Дружить с ним значило всего-навсего подвергаться его нападкам не по каждому поводу. Враждовать с ним значило годами служить мишенью для маленьких заметок в «Баварской страже». Каждая из них сама по себе была безобидна, как оспинка, но все вместе они обезображивали свою жертву, как оспенная болезнь. Жаловаться на них в суд было бессмысленно. Заметки Хебзакера были неуязвимы, они обычно содержали многозначительный оборот, «если верить слухам…». Кроме того, сутяжничество было страстью самого Хебзакера: больше всего, помимо своей газеты, он любил судебные дрязги. На его средства жили три адвоката - он мог себе это позволить, его жена была дочерью владельца пивоваренного завода, - пространные заявления которых писались обычно под его собственную диктовку и звучали соответственно: Хебзакер был баварцем, хотел им быть, подчеркивал это и потому всем грубил. Этой нарочитой грубостью он выручал в предвыборных боях министра своей христианско-католической партии, с которым его связывали общие интересы. А министр в свою очередь подбрасывал ему косвенные денежные подспорья и прямую информацию, каковой и пользовалась «Баварская стража».

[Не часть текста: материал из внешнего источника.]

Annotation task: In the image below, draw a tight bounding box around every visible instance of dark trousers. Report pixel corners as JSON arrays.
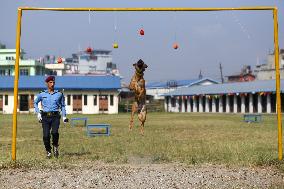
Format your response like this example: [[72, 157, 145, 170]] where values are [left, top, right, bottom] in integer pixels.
[[42, 115, 60, 152]]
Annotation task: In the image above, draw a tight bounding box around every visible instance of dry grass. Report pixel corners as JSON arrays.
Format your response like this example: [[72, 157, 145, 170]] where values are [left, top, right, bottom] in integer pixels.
[[0, 113, 284, 169]]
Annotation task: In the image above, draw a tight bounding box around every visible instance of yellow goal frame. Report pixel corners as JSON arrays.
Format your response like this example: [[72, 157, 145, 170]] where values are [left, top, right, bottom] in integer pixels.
[[12, 7, 282, 160]]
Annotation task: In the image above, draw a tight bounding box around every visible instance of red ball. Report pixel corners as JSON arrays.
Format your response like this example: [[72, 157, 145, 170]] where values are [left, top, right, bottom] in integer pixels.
[[139, 29, 144, 35], [86, 47, 93, 53], [57, 57, 62, 64], [173, 43, 178, 49]]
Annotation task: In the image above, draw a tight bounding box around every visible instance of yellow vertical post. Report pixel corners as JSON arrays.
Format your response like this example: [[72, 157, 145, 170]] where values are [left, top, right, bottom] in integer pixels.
[[12, 8, 22, 160], [273, 7, 282, 160]]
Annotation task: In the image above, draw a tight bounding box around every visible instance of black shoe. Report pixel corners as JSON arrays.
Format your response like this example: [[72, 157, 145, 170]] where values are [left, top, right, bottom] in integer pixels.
[[46, 151, 52, 159], [53, 146, 59, 158]]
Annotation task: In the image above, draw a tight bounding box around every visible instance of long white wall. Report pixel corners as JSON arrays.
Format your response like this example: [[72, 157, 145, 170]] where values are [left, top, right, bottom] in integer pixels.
[[165, 93, 276, 113], [0, 90, 119, 114]]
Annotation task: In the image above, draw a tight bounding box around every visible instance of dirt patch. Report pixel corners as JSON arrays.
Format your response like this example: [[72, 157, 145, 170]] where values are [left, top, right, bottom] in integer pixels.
[[0, 162, 284, 189]]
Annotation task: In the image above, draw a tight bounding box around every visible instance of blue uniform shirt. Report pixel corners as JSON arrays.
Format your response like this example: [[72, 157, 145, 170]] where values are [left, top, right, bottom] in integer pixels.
[[34, 90, 66, 117]]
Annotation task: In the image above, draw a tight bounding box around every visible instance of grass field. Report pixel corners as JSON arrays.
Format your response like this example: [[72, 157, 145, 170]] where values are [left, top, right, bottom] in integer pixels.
[[0, 113, 284, 170]]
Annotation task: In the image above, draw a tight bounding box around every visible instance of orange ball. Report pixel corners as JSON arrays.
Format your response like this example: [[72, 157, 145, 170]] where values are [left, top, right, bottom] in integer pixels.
[[173, 43, 178, 49], [57, 57, 62, 64], [112, 43, 118, 49], [139, 29, 144, 35]]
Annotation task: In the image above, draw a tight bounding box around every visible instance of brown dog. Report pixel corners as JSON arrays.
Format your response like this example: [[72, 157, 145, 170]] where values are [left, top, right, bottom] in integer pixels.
[[129, 59, 148, 135]]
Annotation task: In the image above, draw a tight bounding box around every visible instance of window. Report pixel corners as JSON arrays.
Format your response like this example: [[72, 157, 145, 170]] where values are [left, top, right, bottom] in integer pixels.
[[67, 95, 71, 106], [110, 95, 113, 106], [84, 95, 88, 106], [20, 69, 29, 75], [5, 95, 8, 105], [94, 95, 98, 106]]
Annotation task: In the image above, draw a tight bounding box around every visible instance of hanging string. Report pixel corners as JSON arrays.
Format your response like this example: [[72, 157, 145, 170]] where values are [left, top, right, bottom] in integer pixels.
[[174, 11, 177, 43], [231, 11, 251, 39], [88, 9, 91, 48]]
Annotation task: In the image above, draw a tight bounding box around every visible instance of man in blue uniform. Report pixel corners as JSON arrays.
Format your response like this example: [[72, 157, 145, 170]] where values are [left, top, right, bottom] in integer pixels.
[[34, 76, 68, 158]]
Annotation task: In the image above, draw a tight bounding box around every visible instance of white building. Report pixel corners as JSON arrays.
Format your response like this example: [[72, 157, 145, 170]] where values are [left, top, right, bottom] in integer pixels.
[[254, 49, 284, 80], [164, 80, 284, 113], [66, 48, 119, 76], [0, 76, 121, 114], [146, 78, 218, 99]]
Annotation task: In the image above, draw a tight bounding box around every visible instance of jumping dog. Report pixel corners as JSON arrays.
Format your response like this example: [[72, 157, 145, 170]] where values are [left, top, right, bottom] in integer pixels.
[[129, 59, 148, 135]]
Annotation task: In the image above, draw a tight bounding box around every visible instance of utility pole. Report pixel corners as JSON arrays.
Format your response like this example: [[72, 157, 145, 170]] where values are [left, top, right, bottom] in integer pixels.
[[220, 62, 224, 83]]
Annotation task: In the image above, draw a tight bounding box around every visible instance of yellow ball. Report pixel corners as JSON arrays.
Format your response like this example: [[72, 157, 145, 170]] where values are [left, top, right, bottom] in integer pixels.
[[112, 43, 118, 49]]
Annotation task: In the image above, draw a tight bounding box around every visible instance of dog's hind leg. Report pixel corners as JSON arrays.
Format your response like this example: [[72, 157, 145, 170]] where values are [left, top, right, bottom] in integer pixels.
[[129, 102, 137, 130], [138, 105, 147, 135]]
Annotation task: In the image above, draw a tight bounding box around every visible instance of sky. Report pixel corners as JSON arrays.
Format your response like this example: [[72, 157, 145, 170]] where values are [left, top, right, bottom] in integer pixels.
[[0, 0, 284, 82]]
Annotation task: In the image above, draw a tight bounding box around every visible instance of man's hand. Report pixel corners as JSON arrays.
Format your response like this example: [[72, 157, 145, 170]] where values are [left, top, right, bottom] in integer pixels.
[[62, 117, 69, 123], [37, 113, 42, 123]]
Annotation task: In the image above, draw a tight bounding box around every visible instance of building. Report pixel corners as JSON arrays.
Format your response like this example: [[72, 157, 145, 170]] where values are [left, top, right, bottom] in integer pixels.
[[226, 65, 255, 82], [146, 78, 218, 99], [66, 48, 119, 76], [164, 80, 284, 113], [254, 49, 284, 80], [0, 76, 121, 114], [0, 49, 45, 76]]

Эти факты были известны, и Грисбюль тоже о них знал. Они не сбивали его с толку: он любил узнавать людей, а как ни примитивен был духовный облик Хебзакера, успеха тот умел добиваться, и тираж его газеты рос гораздо быстрее, чем росла его грубость. Грисбюль считал, что Хебзакер был тем человеком, который должен был участвовать в деле вместо Альтбауэра: этот грубиян как нельзя более подходил для того, чтобы «выпихнуть из седла» Альтбауэра. Чем платил Хебзакер за любезность своего министра, не частью ли своей доли в ожидаемой наживе, - это помощника не интересовало. У него была одна цель - узнать, кто был тот второй человек, что находился на даче в момент убийства Альтбауэра. Хебзакер? Этот вполне мог взять на себя прямые переговоры неприятного свойства: он способен был провести их с нужной твердостью и пригрозить, что позаботится о неодобрении проекта министром, которое означало для Альтбауэра полный провал.